Ipovisione, la Guida completa (parte prima): la retina, la condizione di ipovedente e le implicazioni psicologiche

La Retina. La retina riveste insieme all’epitelio pigmentato e alla coroide l’interno dell’occhio. È una struttura estremamente complessa formata da milioni di cellule (fotorecettori) sensibili alla luce: i coni recepiscono i particolari delle immagini e i colori, mentre i bastoncelli sono deputati al contrasto tra chiaro e scuro e al movimento degli oggetti. La retina presenta una elevata specializzazione funzionale: la parte centrale, la macula, è responsabile della visione centrale, permette cioè di distinguere i dettagli più fini delle immagini e di riconoscere i colori. Al centro della macula, la fovea è responsabile dell’acutezza visiva, cioè della percezione dei dettagli più piccoli (lettura). Le parti più esterne della retina sono invece responsabili della visione laterale o periferica e permettono di vedere tutto ciò che si trova attorno al punto che si sta fissando. L’occhio, i cui movimenti sono controllati da sei muscoli, si trova avvolto nel tessuto adiposo dell’orbita. Compiendo movimenti a scatto (detti di fissazione) piuttosto lunghi, l’occhio può fissare uno schermo o leggere la pagina di un libro; i movimenti brevi, percepibili come un continuo tremolio, consentono di mantenere la fissazione dell’immagine sulla retina.

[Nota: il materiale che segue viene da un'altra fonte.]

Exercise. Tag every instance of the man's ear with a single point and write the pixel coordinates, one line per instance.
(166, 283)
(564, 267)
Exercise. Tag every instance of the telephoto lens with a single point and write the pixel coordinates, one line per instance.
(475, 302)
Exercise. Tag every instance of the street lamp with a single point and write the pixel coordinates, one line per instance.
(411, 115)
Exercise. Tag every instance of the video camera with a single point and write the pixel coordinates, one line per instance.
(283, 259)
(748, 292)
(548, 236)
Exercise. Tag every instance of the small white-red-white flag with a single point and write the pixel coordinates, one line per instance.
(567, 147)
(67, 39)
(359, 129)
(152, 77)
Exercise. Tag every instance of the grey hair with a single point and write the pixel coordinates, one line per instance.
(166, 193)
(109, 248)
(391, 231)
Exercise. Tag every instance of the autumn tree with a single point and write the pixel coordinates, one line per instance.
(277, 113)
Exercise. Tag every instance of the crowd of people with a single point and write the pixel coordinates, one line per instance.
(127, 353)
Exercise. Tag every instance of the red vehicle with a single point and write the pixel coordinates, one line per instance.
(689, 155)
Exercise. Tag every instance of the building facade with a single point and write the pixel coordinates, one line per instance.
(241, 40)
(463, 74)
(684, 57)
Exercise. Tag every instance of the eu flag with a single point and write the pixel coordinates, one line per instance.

La condizione di Ipovedente. La condizione visiva dell’ipovedente è quella di una persona che, seppure non totalmente cieca, ha subito una tale riduzione della funzione visiva da risentirne pesantemente nella vita quotidiana. Pur conservando una residua acuità visiva, l’ipovedente ha subito un grave ed irreversibile danno funzionale (menomazione), che implica un impedimento (disabilità) a svolgere compiti che richiedono una certa capacità visiva: lettura e scrittura, guida, utilizzo di computer e Tv, ecc. La disabilità provoca un certo grado di disagio sociale (handicap), che può variare molto da individuo a individuo, secondo l’età, le attitudini, il carattere, il tipo di lavoro. Poiché la funzione visiva è rappresentata in primo luogo dalla acuità visiva e dal campo visivo, vari deficit dell’ipovisione ostacolano e complicano l’attività di orientamento e mobilità. Per meglio comprendere le difficoltà di un ipovedente è bene ricordare altre importanti funzioni: visione al buio, discernimento dei colori, visione stereoscopica, sensibilità all’abbagliamento. Anche se un ipovedente è in grado di distinguere le forme, la vicinanza o meno di un oggetto, la luce e l’ombra, tutto ciò non gli permettedi riconoscere adeguatamente le informazioni visive: può riconoscere un cartello stradale, ma non riuscire a leggerlo, può non vedere in tempo un ostacolo o restare abbagliato da una luce improvvisa. La percezione imprecisa e incostante della realtà visiva fa sì che l’ipovedente abbia un rapporto incerto con l’ambiente e che proceda, nelle azioni, per tentativi ed errori. Il ricorso alla riabilitazione visiva, fatta di esercizi e di ausili ottici che permettono di sfruttare al massimo la potenzialità visiva residua, permette di migliorare notevolmente le condizioni dell’ipovedente nei rapporti sociali, nella scuola, nel lavoro, consentendogli una completa integrazione nel mondo sociale.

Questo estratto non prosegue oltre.